Katy Grimes: The State Water Resources Control Board, the agency responsible for ensuring “the highest reasonable quality for waters of the State,” appears to have a very difficult time with basic counting.

The State Auditor issued a report updating the American Recover and Reinvestment Act (ARRA “stimulus” program), which was created for the purpose of “preserving and creating jobs” and “promoting economic recovery.” The state Auditor found some disturbing, but not altogether unexpected behavior, inside several California agencies:

  • “Of the five state agencies we reviewed that reported recipient-level jobs data, two did not follow federal or state guidance resulting in overstatements of full-time equivalent positions totaling 617.
  • Only one of the agencies we reviewed followed the task force’s recommendation to review subrecipients’ calculation methodologies and none reviewed supporting documentation to verify the accuracy of the jobs data.
  • Two federal audit agencies and one state audit agency that have reviewed California’s administration of jobs data reporting under the Recovery Act have reported errors or concerns in subrecipient data reporting.”

The  executive summary from the Auditor explains in more detail: “For example, the Water Resources Control Board (Water Board) reported triple the actual number of jobs created and retained by calculating them on a monthly basis and then totaling the three months’ data, instead of performing the calculation once at the end of the quarter, as required by the OMB and task force guidance.
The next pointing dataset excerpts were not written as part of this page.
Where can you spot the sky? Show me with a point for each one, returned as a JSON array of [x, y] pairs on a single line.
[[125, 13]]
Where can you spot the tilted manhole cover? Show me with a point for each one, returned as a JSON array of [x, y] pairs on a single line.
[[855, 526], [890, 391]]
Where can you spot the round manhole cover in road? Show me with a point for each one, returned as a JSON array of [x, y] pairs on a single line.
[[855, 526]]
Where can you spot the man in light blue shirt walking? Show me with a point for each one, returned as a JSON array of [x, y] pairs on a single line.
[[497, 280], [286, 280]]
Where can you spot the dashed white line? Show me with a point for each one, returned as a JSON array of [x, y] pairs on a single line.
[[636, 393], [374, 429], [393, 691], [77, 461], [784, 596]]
This error resulted in an overstatement of 71 full-time equivalent positions (FTEs). In addition, the Water Board calculated its jobs data using incorrect months. Specifically, OMB requires that the reporting quarter ending June 30, 2010, is to include jobs data for April through June 2010; however, the Water Board reported data for the months of March through May 2010.
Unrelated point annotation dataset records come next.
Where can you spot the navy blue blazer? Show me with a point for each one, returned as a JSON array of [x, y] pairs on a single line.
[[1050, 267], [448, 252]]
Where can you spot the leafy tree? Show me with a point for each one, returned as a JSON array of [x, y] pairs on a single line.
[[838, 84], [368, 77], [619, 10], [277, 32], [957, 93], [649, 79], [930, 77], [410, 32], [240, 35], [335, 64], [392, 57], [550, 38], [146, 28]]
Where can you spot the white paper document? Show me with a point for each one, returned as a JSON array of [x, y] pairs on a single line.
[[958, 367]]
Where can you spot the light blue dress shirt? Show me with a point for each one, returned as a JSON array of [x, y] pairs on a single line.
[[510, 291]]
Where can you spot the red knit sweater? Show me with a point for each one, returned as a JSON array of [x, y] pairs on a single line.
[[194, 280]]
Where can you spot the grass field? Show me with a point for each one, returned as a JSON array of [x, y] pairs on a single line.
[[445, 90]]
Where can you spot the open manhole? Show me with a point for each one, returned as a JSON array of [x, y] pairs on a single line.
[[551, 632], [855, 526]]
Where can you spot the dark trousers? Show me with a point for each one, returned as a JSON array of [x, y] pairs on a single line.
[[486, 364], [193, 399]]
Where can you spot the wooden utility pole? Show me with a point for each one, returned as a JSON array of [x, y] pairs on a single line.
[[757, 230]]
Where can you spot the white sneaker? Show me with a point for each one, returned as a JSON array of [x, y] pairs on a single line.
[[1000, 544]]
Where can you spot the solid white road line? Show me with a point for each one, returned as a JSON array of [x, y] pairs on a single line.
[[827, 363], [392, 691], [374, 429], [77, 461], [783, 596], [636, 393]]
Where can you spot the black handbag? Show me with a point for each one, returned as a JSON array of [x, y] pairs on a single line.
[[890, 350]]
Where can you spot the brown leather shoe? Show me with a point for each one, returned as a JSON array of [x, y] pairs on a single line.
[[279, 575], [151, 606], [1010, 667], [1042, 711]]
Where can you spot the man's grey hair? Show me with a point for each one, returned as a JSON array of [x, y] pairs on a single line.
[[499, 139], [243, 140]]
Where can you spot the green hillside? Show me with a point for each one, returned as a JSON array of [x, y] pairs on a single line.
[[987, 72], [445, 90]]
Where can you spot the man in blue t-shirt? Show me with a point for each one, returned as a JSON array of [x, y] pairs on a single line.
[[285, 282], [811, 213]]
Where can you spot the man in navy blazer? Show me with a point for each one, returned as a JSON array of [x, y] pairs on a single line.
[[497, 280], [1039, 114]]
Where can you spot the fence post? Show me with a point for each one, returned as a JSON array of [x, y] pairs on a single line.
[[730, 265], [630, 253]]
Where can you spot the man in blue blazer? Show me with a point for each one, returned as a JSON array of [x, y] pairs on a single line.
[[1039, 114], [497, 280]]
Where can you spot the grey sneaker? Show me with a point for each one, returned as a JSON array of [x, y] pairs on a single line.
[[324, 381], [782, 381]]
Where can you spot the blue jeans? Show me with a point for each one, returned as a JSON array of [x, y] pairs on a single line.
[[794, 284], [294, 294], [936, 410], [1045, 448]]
Further, three of the five state agencies-the Department of Community Services and Development, Department of Transportation, and the Water Board-did not include paid time off in the total hours worked, as specified in the task force guidance. Of these three, two made no attempt to include paid time off in their jobs data calculation, while one attempted to include paid time off but did so incorrectly.”

Oh my.

These errors are not just little arithmetical boo boo’s, but demonstrate a certain level of ineptitude or at the very least, a dispassionate unconcern.  It is difficult not to wonder just how systemic this is, especially since the water resources agency has the formidable responsibility of tracking water quality data, and making significant decisions based upon that data.

Even more interesting is Gov.-elect Jerry Brown’s decision to eliminate the Inspector General office for the ARRA funds. If there is no regular and real oversight of the billions of dollars of federal funding flowing through the state, other than the occasional audit, then how much more is going to be wasted?

And how can California taxpayers trust any numbers or counts from the water board on the really complex matters, when simple arithmetic and following directions alludes them?

The Auditor’s recommendation for the future is totally deflating: “The task force should provide targeted technical assistance and training to state agencies that are not calculating their jobs data in accordance with OMB guidance.”

Oh great – more oversight, assistance and training is needed from the state, for the state. Maybe they’ll use stimulus money to save or create the new “targeted assistance” oversight jobs.